OK,danke für die ausführliche anleitung.#6 Werd mal sehen was beißt.
lg Daniel


----------



## -boos- (26. Juli 2009)

*AW: Was fängt man in Spanien am Mittelmeer??*



Daniel S. schrieb:


> Hallo,
> ich fahre in knapp einer Woche nach Spanien ans Mittelmeer und will natürlich auch angeln gehen.#: Nur weiß ich nicht welche Fische man dort fangen kann,und deshalb auch nicht welche Angeln ich mitnehmen soll.;+
> Es wäre nett wenn mir jemand weiterhelfen könnte.:q
> #6


 
hi ich fahre die letsten wochen auch nach spanien 
und ich welche ruten du mit nehmen soltes
1.mit dem boot ist es egal auser sie soll stabil sein TIPP:mit paternoster fuer makrelen geht es gut 
2.an der kueste ist es wichtig eine lange stabile rute zu haben TIPP:als koeder sind am besten die kleinen durchsichtigen krebsen die sich am strand im sand befinden
viel glueck|bla:|bla:|bla:|bla:|bla:|bla:


mfg -boos-


----------



## dodo12 (26. Juli 2009)

*AW: Was fängt man in Spanien am Mittelmeer??*

Vom Boot kann man auch auf Barracudas gehen. 
mit Fischfetzen oder ähnlichem.


----------



## Lubaya (31. August 2009)

*AW: Was fängt man in Spanien am Mittelmeer??*

Hi Daniel S.

Du warst vor Kurzem in Calpe.
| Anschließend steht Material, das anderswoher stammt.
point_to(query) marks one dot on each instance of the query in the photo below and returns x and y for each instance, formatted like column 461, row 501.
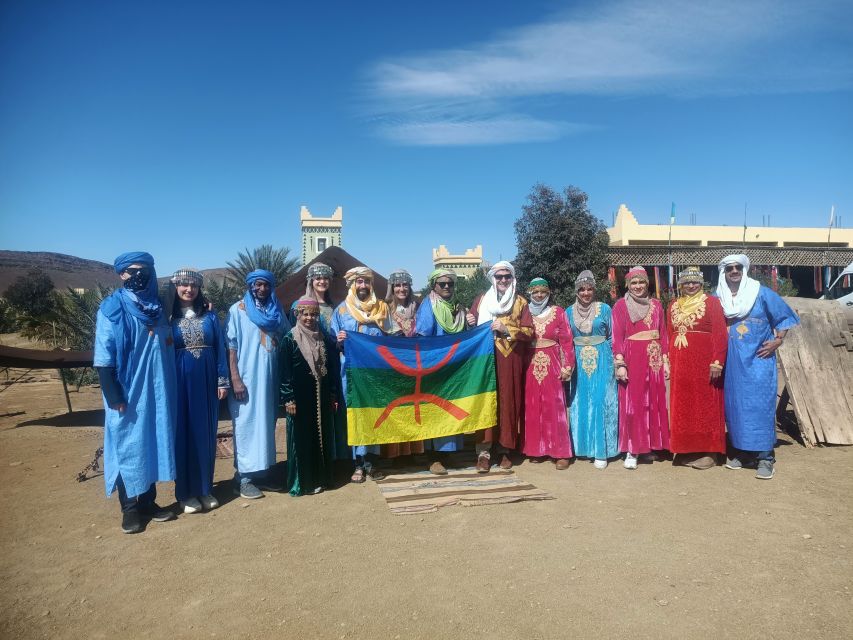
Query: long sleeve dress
column 593, row 403
column 311, row 430
column 546, row 427
column 201, row 368
column 643, row 418
column 696, row 341
column 509, row 369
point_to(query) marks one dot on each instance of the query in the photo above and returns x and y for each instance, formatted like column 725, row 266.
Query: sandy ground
column 663, row 551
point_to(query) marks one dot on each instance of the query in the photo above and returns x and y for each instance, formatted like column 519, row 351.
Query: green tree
column 70, row 323
column 557, row 237
column 30, row 294
column 276, row 261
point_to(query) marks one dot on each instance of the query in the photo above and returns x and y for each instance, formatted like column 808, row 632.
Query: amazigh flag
column 405, row 389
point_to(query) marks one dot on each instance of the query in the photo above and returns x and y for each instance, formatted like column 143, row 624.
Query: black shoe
column 131, row 522
column 158, row 513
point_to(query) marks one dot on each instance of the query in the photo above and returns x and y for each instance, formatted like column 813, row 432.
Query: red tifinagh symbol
column 417, row 397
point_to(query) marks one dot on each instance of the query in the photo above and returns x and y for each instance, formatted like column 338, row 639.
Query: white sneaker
column 191, row 506
column 209, row 502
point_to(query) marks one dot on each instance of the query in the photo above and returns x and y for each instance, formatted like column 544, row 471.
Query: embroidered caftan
column 546, row 427
column 643, row 418
column 257, row 363
column 750, row 382
column 201, row 367
column 696, row 341
column 311, row 430
column 509, row 369
column 139, row 443
column 593, row 403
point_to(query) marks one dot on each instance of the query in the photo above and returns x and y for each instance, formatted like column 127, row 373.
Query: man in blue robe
column 758, row 320
column 254, row 328
column 441, row 314
column 135, row 361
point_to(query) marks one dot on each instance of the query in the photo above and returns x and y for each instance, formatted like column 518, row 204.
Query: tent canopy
column 340, row 261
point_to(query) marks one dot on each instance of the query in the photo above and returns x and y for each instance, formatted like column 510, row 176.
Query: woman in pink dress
column 640, row 352
column 549, row 362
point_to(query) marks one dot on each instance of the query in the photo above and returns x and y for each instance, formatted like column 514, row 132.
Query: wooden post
column 65, row 388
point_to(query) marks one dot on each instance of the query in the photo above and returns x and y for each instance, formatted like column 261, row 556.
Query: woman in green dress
column 309, row 395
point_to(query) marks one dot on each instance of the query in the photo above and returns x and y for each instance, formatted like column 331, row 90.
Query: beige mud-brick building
column 465, row 265
column 318, row 234
column 627, row 231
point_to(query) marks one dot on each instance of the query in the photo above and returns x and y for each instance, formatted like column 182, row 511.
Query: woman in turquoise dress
column 594, row 409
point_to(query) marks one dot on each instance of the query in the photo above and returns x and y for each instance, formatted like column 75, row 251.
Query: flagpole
column 671, row 222
column 831, row 220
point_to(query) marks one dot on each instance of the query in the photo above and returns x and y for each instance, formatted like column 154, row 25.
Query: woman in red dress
column 698, row 341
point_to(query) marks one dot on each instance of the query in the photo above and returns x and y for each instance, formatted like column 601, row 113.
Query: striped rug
column 423, row 492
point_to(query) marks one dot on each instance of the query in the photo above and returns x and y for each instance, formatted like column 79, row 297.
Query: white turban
column 490, row 305
column 740, row 305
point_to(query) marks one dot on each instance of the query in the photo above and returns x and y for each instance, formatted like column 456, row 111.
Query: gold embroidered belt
column 654, row 334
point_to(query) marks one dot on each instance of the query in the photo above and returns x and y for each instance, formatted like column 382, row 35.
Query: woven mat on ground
column 424, row 492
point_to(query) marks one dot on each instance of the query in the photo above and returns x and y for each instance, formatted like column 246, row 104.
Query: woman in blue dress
column 319, row 280
column 202, row 381
column 594, row 409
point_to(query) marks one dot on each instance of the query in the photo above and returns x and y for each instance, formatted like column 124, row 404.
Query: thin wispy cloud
column 490, row 92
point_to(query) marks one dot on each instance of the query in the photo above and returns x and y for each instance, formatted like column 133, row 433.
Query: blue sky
column 194, row 129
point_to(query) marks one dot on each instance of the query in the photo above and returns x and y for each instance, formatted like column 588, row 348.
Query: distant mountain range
column 67, row 271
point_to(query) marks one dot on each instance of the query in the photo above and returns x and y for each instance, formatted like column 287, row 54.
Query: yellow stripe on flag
column 400, row 425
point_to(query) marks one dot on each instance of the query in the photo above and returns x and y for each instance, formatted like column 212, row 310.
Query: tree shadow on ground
column 88, row 418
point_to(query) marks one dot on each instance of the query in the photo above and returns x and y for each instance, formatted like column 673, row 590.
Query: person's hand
column 768, row 348
column 239, row 389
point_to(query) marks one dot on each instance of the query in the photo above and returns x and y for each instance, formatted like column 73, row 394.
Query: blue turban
column 260, row 274
column 133, row 257
column 269, row 317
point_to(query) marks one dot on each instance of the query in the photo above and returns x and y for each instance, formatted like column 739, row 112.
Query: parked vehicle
column 843, row 294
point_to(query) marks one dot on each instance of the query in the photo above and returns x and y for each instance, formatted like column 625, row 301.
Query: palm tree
column 276, row 261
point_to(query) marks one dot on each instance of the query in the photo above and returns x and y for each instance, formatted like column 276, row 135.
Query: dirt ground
column 664, row 551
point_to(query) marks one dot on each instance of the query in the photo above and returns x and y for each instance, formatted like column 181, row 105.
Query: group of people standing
column 587, row 381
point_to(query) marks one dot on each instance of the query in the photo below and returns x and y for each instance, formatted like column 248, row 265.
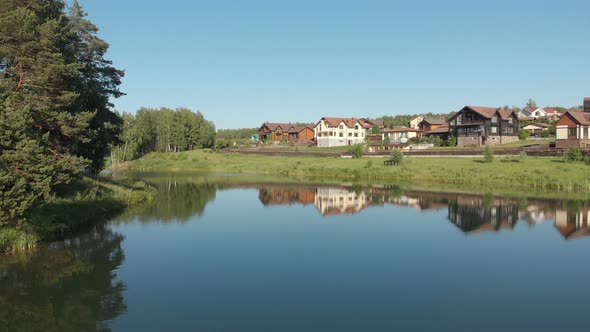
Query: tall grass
column 74, row 208
column 540, row 173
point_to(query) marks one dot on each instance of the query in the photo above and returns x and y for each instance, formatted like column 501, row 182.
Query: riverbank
column 530, row 173
column 75, row 208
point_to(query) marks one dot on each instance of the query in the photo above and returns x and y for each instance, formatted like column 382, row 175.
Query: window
column 572, row 132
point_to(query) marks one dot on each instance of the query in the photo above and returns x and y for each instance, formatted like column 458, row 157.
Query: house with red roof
column 480, row 126
column 572, row 129
column 332, row 131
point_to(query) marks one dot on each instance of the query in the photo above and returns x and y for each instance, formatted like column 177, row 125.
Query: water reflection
column 182, row 197
column 67, row 286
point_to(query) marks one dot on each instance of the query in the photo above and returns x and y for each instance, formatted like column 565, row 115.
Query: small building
column 330, row 131
column 572, row 129
column 401, row 134
column 480, row 126
column 428, row 124
column 415, row 121
column 536, row 128
column 301, row 134
column 274, row 131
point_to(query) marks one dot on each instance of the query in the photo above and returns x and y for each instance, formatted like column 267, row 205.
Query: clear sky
column 245, row 62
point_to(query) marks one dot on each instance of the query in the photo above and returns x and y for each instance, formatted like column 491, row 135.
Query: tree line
column 56, row 116
column 162, row 130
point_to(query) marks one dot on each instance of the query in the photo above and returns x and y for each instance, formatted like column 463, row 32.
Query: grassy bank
column 537, row 173
column 75, row 208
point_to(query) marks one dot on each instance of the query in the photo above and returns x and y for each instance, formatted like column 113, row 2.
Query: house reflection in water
column 334, row 201
column 573, row 223
column 474, row 214
column 470, row 213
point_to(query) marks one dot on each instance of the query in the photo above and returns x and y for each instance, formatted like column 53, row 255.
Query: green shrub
column 573, row 155
column 356, row 151
column 488, row 154
column 523, row 134
column 396, row 156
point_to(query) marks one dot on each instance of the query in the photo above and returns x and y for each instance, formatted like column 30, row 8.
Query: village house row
column 472, row 126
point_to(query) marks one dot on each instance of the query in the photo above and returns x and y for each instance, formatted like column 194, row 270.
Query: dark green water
column 214, row 255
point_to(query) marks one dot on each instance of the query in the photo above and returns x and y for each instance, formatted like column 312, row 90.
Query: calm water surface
column 212, row 255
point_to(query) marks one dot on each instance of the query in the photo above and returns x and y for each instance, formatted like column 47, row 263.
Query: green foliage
column 452, row 141
column 488, row 154
column 162, row 130
column 523, row 134
column 396, row 156
column 573, row 155
column 55, row 117
column 356, row 151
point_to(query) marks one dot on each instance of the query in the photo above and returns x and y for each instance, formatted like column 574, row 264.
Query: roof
column 273, row 126
column 444, row 128
column 487, row 112
column 581, row 117
column 299, row 129
column 544, row 125
column 349, row 122
column 438, row 120
column 402, row 130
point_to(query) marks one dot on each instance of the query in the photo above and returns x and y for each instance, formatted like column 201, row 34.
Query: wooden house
column 301, row 134
column 427, row 124
column 480, row 126
column 270, row 131
column 536, row 128
column 572, row 130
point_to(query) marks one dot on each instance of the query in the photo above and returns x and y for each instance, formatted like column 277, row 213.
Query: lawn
column 536, row 173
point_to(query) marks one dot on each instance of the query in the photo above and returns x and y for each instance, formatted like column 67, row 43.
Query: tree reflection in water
column 66, row 286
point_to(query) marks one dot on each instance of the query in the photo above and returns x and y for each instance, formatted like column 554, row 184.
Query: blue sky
column 245, row 62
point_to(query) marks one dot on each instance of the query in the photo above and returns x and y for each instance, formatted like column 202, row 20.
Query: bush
column 573, row 155
column 452, row 141
column 488, row 154
column 523, row 134
column 396, row 156
column 356, row 151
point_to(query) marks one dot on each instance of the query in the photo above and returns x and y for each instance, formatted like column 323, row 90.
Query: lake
column 222, row 253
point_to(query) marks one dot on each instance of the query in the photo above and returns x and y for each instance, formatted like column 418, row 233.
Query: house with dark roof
column 536, row 128
column 331, row 131
column 572, row 129
column 480, row 126
column 274, row 131
column 427, row 124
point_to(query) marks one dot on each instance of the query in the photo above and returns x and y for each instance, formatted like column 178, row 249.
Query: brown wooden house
column 479, row 126
column 428, row 124
column 301, row 134
column 274, row 131
column 573, row 130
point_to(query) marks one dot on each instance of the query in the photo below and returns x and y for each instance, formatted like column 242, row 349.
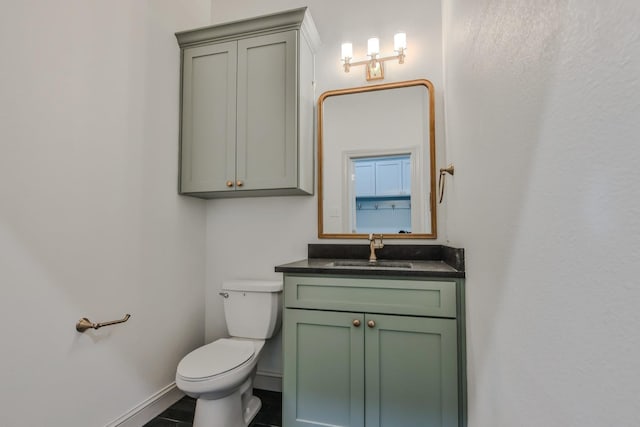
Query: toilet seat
column 216, row 358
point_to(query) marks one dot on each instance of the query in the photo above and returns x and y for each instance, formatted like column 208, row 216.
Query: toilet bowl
column 220, row 374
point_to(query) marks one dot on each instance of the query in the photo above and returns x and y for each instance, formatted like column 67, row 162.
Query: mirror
column 376, row 161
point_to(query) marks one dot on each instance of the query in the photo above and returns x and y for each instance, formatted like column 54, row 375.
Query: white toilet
column 220, row 375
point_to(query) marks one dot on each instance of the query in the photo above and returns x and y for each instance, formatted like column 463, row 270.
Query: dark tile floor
column 180, row 414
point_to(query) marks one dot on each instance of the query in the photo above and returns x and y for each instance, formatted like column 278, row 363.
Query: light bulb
column 373, row 46
column 399, row 41
column 347, row 50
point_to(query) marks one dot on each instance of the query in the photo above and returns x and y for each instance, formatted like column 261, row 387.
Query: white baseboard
column 147, row 410
column 266, row 380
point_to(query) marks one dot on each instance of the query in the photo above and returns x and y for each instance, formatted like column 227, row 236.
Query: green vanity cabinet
column 247, row 107
column 370, row 351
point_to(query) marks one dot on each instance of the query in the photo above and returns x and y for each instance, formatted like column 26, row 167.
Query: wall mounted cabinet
column 247, row 101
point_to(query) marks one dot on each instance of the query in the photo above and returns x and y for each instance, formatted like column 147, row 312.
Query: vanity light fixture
column 375, row 70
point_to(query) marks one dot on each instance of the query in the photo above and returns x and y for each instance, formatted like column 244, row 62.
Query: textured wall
column 542, row 125
column 90, row 222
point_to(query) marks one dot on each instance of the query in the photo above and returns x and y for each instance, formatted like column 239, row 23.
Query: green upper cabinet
column 247, row 107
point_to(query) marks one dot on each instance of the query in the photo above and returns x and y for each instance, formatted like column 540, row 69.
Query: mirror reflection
column 376, row 148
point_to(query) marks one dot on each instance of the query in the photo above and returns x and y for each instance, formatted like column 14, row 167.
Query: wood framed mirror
column 376, row 161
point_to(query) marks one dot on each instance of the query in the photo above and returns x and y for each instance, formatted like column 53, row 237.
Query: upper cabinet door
column 267, row 112
column 208, row 117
Kannst Du mir Tipps geben, da ich im Oktober auch dorthin fahre und ebenfalls noch keinen Plan besitze. Meeresangeln werde ich auch ausprobieren, aber wie sieht es mit Flüssen oder Seen in der näheren Umgebung aus? Bin für jeden Tip dankbar!!

Viele Grüße #6


----------



## Fabi_ (31. August 2009)

*AW: Was fängt man in Spanien am Mittelmeer??*

derkobi
wo hast du die würmer her???
i fahr nämlich auch blad nach frankreich un i weis net womit i da anglen soll#c
i hab gehört muschelfleisch ist au en guder köder xD
mfg fabi_


----------